KIRCHENAUSSTATTUNG: Folge 37 - Die Orgel

Kirchenausstattung - Die Orgel
Bildrechte Martin Dubberke

Ich kann mich noch sehr gut daran erinnern als uns in der achten Klasse auf dem Gymnasium im Rahmen der Instrumentenkunde unser Musiklehrer, Herr Pabel, fragte, was für ein Instrument die Orgel sei. Ein Klassenkamerad hob sofort die Hand und antwortete: „Ein passives Blasinstrument.“ – Unser Lehrer und auch wir mussten damals lachen. Alle fanden die Antwort originell und eigentlich war sie auch nicht falsch. Also, was ist nun die Orgel und welche Rolle spielt sie bei uns im Gottesdienst? Und warum sagt mancher, dass diese Königin der Instrumente sogar ein Evangelisches Instrument sei? Schließlich gibt es doch auch in Katholischen Kirchen Orgeln oder in Konzerthäusern. Und in Zeiten des Stummfilms gab es sogar im Kino die berühmten Kinoorgeln.

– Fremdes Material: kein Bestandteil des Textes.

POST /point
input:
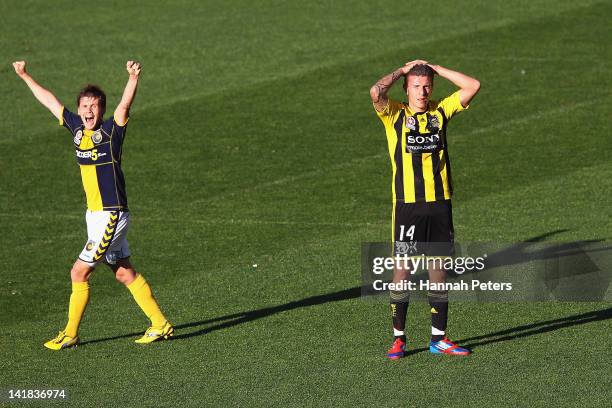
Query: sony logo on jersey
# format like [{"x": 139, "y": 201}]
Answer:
[
  {"x": 435, "y": 138},
  {"x": 91, "y": 154}
]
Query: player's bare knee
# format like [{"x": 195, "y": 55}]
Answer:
[
  {"x": 125, "y": 275},
  {"x": 80, "y": 272}
]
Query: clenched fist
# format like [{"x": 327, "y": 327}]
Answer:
[
  {"x": 19, "y": 67},
  {"x": 133, "y": 68}
]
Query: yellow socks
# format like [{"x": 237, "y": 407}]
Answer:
[
  {"x": 143, "y": 295},
  {"x": 78, "y": 302}
]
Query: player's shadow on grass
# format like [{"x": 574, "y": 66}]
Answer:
[
  {"x": 227, "y": 321},
  {"x": 530, "y": 329},
  {"x": 515, "y": 254}
]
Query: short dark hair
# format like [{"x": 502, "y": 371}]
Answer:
[
  {"x": 419, "y": 70},
  {"x": 93, "y": 91}
]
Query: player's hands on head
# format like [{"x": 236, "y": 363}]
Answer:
[
  {"x": 19, "y": 67},
  {"x": 133, "y": 68},
  {"x": 408, "y": 66}
]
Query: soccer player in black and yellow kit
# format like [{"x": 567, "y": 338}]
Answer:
[
  {"x": 422, "y": 188},
  {"x": 98, "y": 147}
]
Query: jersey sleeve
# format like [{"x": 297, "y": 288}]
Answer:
[
  {"x": 115, "y": 129},
  {"x": 389, "y": 115},
  {"x": 451, "y": 105},
  {"x": 70, "y": 120}
]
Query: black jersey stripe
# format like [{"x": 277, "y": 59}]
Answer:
[
  {"x": 449, "y": 178},
  {"x": 397, "y": 157},
  {"x": 419, "y": 181},
  {"x": 438, "y": 186}
]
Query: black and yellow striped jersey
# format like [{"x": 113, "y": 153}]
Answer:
[
  {"x": 418, "y": 150},
  {"x": 98, "y": 153}
]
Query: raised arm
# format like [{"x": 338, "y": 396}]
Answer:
[
  {"x": 123, "y": 109},
  {"x": 378, "y": 92},
  {"x": 468, "y": 86},
  {"x": 43, "y": 95}
]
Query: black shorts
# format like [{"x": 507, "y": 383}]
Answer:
[{"x": 423, "y": 228}]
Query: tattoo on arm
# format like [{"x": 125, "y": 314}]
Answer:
[{"x": 378, "y": 92}]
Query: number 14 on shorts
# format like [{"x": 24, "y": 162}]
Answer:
[{"x": 406, "y": 233}]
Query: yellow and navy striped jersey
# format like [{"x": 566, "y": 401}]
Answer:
[
  {"x": 98, "y": 153},
  {"x": 418, "y": 150}
]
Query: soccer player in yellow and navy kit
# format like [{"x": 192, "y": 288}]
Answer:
[
  {"x": 421, "y": 186},
  {"x": 98, "y": 146}
]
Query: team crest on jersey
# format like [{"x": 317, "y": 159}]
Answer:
[
  {"x": 410, "y": 122},
  {"x": 434, "y": 121},
  {"x": 90, "y": 245},
  {"x": 97, "y": 136},
  {"x": 77, "y": 137}
]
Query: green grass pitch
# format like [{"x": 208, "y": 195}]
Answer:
[{"x": 252, "y": 141}]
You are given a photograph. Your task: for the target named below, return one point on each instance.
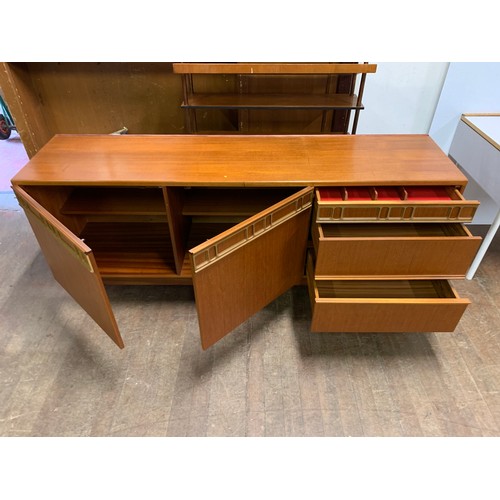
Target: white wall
(401, 97)
(472, 87)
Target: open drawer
(392, 203)
(383, 305)
(393, 249)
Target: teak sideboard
(372, 223)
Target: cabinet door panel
(72, 264)
(238, 272)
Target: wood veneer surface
(60, 376)
(240, 161)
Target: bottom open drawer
(383, 305)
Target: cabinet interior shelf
(115, 201)
(231, 201)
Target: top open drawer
(392, 203)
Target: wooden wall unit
(232, 215)
(274, 98)
(49, 98)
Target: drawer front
(392, 204)
(432, 250)
(369, 309)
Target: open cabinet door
(72, 263)
(238, 272)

Die Ursprünge der Orgel reichen bis in die Antike zurück. Schon im 3. Jahrhundert vor Christus experimentierte der griechische Techniker Ktesibios mit Pfeifenreihen, die er durch Kolbenpumpen zum Klingen brachte. Bis ins 13. Jahrhundert hinein galt die Orgel zunächst als Statussymbol und war vor allem als Begleitinstrument bei öffentlichen Veranstaltungen im Gebrauch. Und erst vom 13. Jahrhundert an bewegte sich die Orgel allmählich in den sakralen Raum hinein. Damit verbunden waren zahlreiche innovative Entwicklungen des Instruments, um das Klangfarbenspektrum zu erweitern, wozu auch die Einführung des Pedals gehörte. So entwickelte sich die Orgel mehr und mehr zu einer liturgischen Begleiterin.

Als sich dann mit Beginn der Reformation das Gottesdienstverständnis änderte, wirkte sich das auch auf die Rolle der Orgel aus. In der „Deutschen Messe“, die Luther 1526 veröffentlichte, wurde der Gemeindegesang zu einem zentralen Element des Gottesdienstes. Zusammen mit Johann Wallner schuf Martin Luther für den gottesdienstlichen Gesang neue Melodien. Und genau hier entdeckte er die besondere Wirkung, die mit der Orgel verbunden ist. Von Luther stammt ja auch der Satz: „Unserem Herrn Christo ein Lied schlagen auf der Orgel.“ Er unterstreicht damit, dass die Orgelbegleitung ein Ausdruck der Lobpreises Gottes ist. Die Kombination von neuen Melodien und Orgel führte zu einer großen Verbreitung des Evangelischen Kirchenliedes. Man könnte sogar sagen, dass das evangelische Kirchenlied auf diese Weise volkstümlich wurde.

Im Hinblick auf das Thema Orgel als Evangelisches Instrument gibt es noch eine kleine Anekdote aus der Geschichte unserer Kirchengemeinde. Als 1939 das Grundstück, auf dem heute die Realschule steht, der Kirchengemeinde enteignet wurde, erhielten wir einen Kaufpreis von rund 34.000 Reichsmark. Auf dem Grundstück wollte Adolf Hitler ein Hallenbad errichten lassen. Dieser Kaufpreis wurde auf der Grundlage der damals geltenden „Preisstoppverordnung“ also eines Kaufpreisdeckels festgelegt. Unsere Kirchengemeinde wollte von dem Geld damals einen elektrischen Geläuteantrieb anschaffen und eine neue Orgel. Dafür reichte sie beim Landeskirchenrat die Pläne, die Voranschläge, ein Sachverständigengutachten über die vorhandene Orgel und die entsprechenden Beschlüsse ein. Aus dem Landeskirchenamt kam damals folgende Antwort: „Es muss erwartet werden, dass ausser der Firma Moser, deren Inhaber katholisch ist, auch evang. Orgelbauunternehmer an der Konkurrenz beteiligt werden.“ Ich glaube, so eine Antwort würde man heute nicht mehr bekommen – glücklicherweise.